More than half these grants were awarded to Maricopa County nonprofit organizations and schools. Collectively, those groups received $1,259,500 in grant funding.
Last year, Arizona Commission on the Arts awarded 239 grants for fiscal year 2017 totaling $2,266,000. This year's funding is an increase of $88,500.
The grants play an important role in helping the commission achieve its goal of increasing access to the arts for all of Arizona's citizens, according to Bob Booker, executive director for Arizona Commission on the Arts.
"The commission utilizes its grant program to provide essential investment in communities across Arizona," Booker says in the release announcing the awards.
These fiscal year 2018 grants were awarded in four categories: community investment grants, festival grants, arts learning collaboration grants, and lifelong arts engagement grants. Grants awarded range from $1,500 to $60,000.
Four metro Phoenix organizations received the largest grants within Maricopa Country: Mesa Arts Center, Heard Museum, Phoenix Art Museum, and Childsplay. Each received a $47,000 community investment grant, which provides general operating support.
Community investment grants for $40,000 went to several Phoenix-based organizations, including Arizona Opera Company, Ballet Arizona, Children's Museum of Phoenix, Phoenix Office of Arts and Culture, Phoenix Symphony Association, and Phoenix Theatre.
Dozens of smaller organizations in the Valley received community investment grants as well, including Center Dance Ensemble ($7,500), iTheatre Collaborative ($4,500), Phoenix Institute of Contemporary Art ($5,000), Space 55 Theatre Ensemble ($2,000), nueBOX ($4,500), and Stray Cat Theatre ($5,000).
Other groups in Maricopa County also won grants for fiscal year 2018.
Seven schools received arts learning collaboration grants.Those grants are designed to enhance the work of arts educators, classroom teachers, and school-based arts programs through collaborative projects.
Six groups, including Arizona State University, won lifelong arts engagement grants that help community groups, social service organizations, or governmental entities partner with professional teaching artists or arts organizations. Grants in these categories range from $1,500 to $2,500.

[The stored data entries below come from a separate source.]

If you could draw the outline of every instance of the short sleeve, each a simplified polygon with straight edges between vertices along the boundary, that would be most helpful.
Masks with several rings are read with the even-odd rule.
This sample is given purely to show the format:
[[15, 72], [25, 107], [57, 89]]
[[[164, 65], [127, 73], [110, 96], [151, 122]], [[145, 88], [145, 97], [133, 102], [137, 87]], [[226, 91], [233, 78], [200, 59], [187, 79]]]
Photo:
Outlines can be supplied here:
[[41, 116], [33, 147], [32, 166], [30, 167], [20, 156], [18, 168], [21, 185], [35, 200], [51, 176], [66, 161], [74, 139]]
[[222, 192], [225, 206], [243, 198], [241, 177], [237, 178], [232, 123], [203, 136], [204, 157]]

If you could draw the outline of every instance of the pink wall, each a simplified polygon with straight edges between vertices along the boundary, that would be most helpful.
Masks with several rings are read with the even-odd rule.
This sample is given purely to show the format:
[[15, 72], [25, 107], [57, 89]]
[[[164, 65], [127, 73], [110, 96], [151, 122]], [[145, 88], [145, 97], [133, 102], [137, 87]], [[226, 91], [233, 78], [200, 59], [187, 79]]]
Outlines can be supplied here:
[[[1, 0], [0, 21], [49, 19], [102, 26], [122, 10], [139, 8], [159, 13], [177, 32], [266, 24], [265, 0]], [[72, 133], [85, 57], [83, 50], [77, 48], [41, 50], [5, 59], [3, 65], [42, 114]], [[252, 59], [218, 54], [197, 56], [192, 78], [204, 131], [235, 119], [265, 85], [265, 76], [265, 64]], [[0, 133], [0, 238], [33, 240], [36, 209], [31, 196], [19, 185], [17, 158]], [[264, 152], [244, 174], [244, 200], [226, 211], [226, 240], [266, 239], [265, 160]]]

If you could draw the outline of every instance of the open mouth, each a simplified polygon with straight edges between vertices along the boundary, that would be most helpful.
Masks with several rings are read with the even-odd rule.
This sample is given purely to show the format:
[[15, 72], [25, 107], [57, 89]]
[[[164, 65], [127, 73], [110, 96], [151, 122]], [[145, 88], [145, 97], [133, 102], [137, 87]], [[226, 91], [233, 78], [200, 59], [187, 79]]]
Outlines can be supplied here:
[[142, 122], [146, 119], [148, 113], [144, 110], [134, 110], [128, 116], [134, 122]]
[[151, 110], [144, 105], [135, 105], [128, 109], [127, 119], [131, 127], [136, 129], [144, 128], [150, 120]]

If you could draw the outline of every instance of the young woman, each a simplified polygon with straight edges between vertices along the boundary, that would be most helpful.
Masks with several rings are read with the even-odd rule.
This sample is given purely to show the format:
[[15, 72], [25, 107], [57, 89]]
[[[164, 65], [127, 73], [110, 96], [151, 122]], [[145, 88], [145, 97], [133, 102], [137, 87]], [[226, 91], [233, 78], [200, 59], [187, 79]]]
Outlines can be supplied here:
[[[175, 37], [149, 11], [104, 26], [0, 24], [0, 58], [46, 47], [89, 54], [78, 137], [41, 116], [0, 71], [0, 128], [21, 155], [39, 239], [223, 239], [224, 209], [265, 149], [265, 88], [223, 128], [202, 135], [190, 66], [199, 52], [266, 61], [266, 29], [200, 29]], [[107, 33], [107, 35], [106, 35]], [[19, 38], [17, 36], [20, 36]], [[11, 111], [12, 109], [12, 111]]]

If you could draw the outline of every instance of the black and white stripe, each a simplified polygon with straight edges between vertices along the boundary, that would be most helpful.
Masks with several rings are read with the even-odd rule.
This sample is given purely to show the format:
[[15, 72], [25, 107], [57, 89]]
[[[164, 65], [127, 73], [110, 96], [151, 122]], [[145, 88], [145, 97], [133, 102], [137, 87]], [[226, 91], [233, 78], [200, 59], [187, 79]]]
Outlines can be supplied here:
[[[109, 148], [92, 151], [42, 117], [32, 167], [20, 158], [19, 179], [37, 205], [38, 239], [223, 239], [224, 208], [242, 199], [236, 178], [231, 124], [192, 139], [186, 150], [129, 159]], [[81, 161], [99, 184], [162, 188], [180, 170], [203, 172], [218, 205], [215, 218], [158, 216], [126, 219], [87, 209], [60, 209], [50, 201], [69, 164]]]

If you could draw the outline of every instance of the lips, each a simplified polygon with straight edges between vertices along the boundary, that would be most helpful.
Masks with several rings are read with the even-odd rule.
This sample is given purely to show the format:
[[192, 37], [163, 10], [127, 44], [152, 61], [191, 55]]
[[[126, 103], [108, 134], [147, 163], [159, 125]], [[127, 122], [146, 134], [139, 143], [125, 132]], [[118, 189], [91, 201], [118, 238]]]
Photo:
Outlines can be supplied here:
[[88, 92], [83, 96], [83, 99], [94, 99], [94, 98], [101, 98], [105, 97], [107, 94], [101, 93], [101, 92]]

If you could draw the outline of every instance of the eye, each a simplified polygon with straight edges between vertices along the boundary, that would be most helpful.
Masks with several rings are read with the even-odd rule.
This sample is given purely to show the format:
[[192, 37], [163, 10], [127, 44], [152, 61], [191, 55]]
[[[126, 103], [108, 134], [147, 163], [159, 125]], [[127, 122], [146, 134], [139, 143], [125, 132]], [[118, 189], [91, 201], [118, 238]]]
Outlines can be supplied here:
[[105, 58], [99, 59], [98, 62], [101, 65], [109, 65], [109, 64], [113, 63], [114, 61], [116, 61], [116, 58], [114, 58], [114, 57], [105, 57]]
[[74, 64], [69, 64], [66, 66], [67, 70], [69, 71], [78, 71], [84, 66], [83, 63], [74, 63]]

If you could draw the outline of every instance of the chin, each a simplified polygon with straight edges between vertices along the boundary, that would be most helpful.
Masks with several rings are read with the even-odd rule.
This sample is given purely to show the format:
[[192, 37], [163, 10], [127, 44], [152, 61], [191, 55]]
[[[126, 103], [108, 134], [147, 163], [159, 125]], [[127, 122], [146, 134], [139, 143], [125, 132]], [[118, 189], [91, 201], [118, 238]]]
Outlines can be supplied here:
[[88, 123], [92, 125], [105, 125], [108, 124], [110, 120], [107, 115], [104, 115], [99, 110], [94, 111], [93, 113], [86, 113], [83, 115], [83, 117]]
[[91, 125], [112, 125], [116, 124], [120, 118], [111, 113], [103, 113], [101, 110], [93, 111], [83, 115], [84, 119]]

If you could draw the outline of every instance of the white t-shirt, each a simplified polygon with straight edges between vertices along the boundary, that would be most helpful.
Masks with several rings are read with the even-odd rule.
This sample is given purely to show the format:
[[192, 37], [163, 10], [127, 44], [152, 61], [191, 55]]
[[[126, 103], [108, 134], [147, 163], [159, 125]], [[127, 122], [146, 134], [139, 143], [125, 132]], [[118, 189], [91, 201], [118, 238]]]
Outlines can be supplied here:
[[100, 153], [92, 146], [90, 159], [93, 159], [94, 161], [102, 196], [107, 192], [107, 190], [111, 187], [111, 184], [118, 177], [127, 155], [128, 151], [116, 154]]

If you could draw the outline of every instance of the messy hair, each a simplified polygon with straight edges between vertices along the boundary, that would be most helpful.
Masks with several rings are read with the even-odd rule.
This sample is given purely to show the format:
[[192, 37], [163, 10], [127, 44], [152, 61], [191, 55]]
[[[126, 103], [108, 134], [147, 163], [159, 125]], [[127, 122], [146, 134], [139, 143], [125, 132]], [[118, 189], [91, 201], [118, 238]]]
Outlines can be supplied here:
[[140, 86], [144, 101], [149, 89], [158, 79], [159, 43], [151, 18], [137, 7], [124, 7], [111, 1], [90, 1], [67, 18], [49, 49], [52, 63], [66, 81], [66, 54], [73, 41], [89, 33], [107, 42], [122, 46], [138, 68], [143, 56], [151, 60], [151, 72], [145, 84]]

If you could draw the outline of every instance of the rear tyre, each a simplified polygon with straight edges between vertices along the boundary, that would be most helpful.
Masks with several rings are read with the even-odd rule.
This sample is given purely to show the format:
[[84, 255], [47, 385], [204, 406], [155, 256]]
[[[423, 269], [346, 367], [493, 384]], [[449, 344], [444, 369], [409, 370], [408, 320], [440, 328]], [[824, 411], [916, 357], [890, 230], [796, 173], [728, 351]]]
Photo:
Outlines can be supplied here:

Festival grants went to 14 groups based in metro Phoenix, including CONDER/Dance, which presents its annual Breaking Ground festival at Tempe Center for the Arts, and the Latina Dance Project, which just presented the first Phoenix iteration of the BlakTina Dance Festival launched several years ago in Los Angeles.
Other festival grant winners include the Arab American Festival, Arizona Asian American Festival, Artlink, Japanese Friendship Garden, Phoenix Blues Society, Greater Phoenix Jewish Film Festival, India Association of Phoenix, Arizona Aloha Festival, Arizona Matsuri, City of Mirage, Cultural Coalition, and The Bridge Initiative: Women in Theatre. Each received a $2,000 or $3,000 festival grant.
Back in January 2015, The Bridge Initiative received a $6,000 grant from Arizona Commission on the Arts through a grants program called Art Tank. For those grants, organizations pitched their innovative arts program ideas to community members who voted afterwards to help select which groups got funding. The Art Tank grants are no longer awarded due to reduced arts funding from the Arizona Legislature.
During fiscal year 2017, Arizona's budget allocated $1.5 million for the arts. That's the same amount included in the state's 2018 budget, totaling $9.82 billion. Governor Doug Ducey signed the budget into law on March 12.
Despite the reduced funding, and his decision to retire from Arizona Commission on the Arts after August 7 this year, Booker remains optimistic about the role of arts and culture in Arizona.
"The arts are an economic driver, enhance the education of our young people, and create opportunities for dialogue and understanding among and within Arizona's diverse communities," Booker says.